CS 3733 Operating Systems, Fall 2011 Assignment 5


Assignment 5: Wednesday, December 7
Note: No late assignments for this one!

This assignment is a continuation of Assignment 4.
You will use a network of computers to find primes.
Please read the entire assignment before writing any code.


Part 1: The server
Write a parallel UICI server. The server should have one command line parameter, the port number it will listen on. When a connection is made it receives one long long integer from the client, a number to test to see if it is a prime. It sends back to the client a single character, '0' if it was not a prime, or '1' if it was a prime. After sending this single character it closes the connection. Use your isLongLongPrime function.

Write a simple client that takes three command line parameters, a long long to test, a port number, and the name of a host, in this order. It will send the value to the host and report back with a message whether that number was prime.

Test your client and server.

Note: It is not specified what format to use to send the number to the server. Choose a method. Whatever method you choose should work even if the client and server are running on different hardware.

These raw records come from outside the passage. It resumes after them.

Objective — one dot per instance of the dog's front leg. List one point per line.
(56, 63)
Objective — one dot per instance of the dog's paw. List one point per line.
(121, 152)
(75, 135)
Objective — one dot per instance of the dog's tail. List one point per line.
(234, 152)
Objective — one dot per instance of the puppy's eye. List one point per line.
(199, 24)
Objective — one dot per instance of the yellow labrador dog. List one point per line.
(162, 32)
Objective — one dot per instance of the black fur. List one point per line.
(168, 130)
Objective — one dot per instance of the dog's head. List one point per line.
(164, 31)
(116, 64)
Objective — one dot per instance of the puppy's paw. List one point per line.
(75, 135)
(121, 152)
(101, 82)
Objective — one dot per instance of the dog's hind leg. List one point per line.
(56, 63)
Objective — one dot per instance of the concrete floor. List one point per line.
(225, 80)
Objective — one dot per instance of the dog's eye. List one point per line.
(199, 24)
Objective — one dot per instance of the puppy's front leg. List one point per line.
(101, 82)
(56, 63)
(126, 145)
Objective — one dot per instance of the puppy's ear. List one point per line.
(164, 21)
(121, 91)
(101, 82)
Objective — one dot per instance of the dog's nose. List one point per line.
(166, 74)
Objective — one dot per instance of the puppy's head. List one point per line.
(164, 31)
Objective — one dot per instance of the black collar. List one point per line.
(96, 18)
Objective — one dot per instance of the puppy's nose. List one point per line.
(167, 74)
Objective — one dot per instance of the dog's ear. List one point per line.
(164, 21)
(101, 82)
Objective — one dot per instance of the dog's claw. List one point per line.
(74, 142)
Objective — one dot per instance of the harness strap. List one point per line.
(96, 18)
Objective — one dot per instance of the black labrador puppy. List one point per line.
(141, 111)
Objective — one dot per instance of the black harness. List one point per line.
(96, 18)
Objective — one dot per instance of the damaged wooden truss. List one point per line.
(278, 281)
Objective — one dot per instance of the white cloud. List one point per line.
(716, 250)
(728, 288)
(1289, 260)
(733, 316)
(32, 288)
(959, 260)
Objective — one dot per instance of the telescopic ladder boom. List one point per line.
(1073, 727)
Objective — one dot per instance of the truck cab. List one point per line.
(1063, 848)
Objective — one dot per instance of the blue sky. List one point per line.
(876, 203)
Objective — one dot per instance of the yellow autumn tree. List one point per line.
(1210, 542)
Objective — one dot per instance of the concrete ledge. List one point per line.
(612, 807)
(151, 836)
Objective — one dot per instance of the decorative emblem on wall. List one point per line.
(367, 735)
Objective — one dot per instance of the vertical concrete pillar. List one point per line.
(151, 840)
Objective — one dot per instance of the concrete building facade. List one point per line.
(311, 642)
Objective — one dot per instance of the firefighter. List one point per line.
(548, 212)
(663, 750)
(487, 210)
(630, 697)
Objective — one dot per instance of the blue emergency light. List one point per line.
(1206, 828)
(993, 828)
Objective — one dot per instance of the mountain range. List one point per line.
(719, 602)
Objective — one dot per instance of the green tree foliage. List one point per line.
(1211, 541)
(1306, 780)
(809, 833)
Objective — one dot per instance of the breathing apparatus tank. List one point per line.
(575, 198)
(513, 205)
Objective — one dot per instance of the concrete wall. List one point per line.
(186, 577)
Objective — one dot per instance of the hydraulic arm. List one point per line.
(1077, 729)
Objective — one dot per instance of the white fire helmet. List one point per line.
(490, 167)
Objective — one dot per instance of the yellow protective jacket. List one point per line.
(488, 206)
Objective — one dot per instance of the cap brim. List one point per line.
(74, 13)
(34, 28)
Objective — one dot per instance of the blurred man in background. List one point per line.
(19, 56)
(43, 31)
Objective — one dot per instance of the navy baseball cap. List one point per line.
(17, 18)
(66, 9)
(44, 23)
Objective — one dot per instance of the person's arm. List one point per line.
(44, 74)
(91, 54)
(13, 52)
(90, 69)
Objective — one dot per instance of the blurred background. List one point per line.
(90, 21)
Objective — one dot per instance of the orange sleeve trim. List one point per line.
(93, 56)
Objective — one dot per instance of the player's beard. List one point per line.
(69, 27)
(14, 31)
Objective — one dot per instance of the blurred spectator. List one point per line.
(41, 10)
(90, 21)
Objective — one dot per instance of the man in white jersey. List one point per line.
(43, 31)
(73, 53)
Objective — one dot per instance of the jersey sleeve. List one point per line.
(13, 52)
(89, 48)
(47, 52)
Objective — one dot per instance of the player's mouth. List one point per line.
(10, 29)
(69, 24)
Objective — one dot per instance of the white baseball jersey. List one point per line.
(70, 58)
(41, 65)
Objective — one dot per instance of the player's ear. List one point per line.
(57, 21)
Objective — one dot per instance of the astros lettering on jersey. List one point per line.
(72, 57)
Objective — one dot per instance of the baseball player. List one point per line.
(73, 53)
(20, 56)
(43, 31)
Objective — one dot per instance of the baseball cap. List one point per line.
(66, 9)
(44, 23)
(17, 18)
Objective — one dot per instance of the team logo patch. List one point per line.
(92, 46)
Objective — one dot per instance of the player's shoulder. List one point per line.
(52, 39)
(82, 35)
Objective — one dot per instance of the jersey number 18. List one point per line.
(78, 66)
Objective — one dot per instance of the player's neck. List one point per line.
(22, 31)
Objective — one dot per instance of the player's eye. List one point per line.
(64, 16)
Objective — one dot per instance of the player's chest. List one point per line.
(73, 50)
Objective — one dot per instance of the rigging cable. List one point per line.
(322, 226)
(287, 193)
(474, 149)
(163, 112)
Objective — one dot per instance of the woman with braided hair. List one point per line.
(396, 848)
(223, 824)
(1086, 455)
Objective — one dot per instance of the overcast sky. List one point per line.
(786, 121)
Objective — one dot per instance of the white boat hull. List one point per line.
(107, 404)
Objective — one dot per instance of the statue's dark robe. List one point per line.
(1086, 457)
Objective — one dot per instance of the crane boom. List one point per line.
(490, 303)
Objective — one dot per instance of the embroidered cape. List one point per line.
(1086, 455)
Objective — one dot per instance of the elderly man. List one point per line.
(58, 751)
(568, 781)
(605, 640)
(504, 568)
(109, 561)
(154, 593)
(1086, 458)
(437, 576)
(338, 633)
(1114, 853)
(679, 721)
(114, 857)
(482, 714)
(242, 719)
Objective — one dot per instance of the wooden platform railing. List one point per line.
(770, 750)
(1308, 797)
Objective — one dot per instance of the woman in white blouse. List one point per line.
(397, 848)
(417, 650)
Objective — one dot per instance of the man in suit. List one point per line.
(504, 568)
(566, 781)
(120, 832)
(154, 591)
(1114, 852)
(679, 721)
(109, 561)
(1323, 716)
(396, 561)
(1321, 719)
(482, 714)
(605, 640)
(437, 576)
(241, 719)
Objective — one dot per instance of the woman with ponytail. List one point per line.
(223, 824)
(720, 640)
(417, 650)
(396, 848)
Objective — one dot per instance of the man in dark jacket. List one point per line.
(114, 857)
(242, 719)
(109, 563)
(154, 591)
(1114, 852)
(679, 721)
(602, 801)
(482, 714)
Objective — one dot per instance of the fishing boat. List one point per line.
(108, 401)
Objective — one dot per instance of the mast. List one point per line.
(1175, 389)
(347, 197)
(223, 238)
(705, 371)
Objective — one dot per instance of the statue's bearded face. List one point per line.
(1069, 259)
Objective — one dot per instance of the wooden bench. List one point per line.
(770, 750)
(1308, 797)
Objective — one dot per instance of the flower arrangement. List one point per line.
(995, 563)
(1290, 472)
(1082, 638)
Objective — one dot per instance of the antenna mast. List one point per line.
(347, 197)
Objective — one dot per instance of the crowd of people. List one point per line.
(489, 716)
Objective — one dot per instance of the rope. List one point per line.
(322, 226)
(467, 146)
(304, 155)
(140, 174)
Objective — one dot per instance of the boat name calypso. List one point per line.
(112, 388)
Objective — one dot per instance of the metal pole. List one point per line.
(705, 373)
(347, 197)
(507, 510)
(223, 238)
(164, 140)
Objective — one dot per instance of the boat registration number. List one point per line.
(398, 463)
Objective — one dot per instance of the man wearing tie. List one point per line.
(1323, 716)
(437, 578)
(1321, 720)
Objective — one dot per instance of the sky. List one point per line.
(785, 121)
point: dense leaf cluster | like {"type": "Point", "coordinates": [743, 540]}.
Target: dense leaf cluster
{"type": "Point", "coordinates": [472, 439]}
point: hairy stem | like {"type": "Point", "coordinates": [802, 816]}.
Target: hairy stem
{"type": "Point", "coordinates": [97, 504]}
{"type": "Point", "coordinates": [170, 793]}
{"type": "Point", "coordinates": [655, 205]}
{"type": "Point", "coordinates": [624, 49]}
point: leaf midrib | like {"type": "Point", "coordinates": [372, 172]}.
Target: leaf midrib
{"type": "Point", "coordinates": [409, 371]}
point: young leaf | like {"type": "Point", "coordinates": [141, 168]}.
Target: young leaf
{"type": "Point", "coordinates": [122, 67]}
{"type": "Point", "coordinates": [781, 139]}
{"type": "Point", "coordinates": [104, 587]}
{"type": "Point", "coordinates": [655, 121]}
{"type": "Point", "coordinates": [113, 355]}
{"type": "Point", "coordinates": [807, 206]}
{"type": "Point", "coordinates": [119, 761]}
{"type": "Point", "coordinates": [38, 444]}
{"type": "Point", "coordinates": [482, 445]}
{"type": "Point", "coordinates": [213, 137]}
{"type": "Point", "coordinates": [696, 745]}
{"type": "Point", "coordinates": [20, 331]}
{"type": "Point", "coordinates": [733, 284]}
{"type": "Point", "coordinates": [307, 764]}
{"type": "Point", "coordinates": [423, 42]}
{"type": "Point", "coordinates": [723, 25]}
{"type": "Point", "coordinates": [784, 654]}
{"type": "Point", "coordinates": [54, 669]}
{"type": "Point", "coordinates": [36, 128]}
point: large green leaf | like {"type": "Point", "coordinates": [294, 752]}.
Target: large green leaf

Answer the following questions:
1) In what format is the number sent from the server to the client? Your answer should have sufficient detail to allow someone to write code that sends the number to the server.
2) How did you take into account the fact that a read does not always return the number of bytes requested?

Part 2: The client
Write a program that takes at least 4 command line parameters. The first two are similar to the one of your Part 3 program of Assignment 4. The first parameter is a starting prime number and the second is the number of primes to find. The third parameter is a port number. The rest of the parameters are host names.

The program will attempt to find the required primes by distributing the work to the hosts given on the command line. It will display the results as in Assignment 4, with the primes in numerical order. The only output to standard output should be the original number followed by the primes, one per line. For corresponding input, the output should be exactly the same as the output produced by Assignment 4, assuming no errors occur.

You need to design the algorithm used, with the restriction that the client program cannot directly check to see if any particular number is prime. That work needs to be done by the servers. The goal is to do this calculation in parallel. Do not solve the problem by sending a value to a host and waiting for the result before sending the next value.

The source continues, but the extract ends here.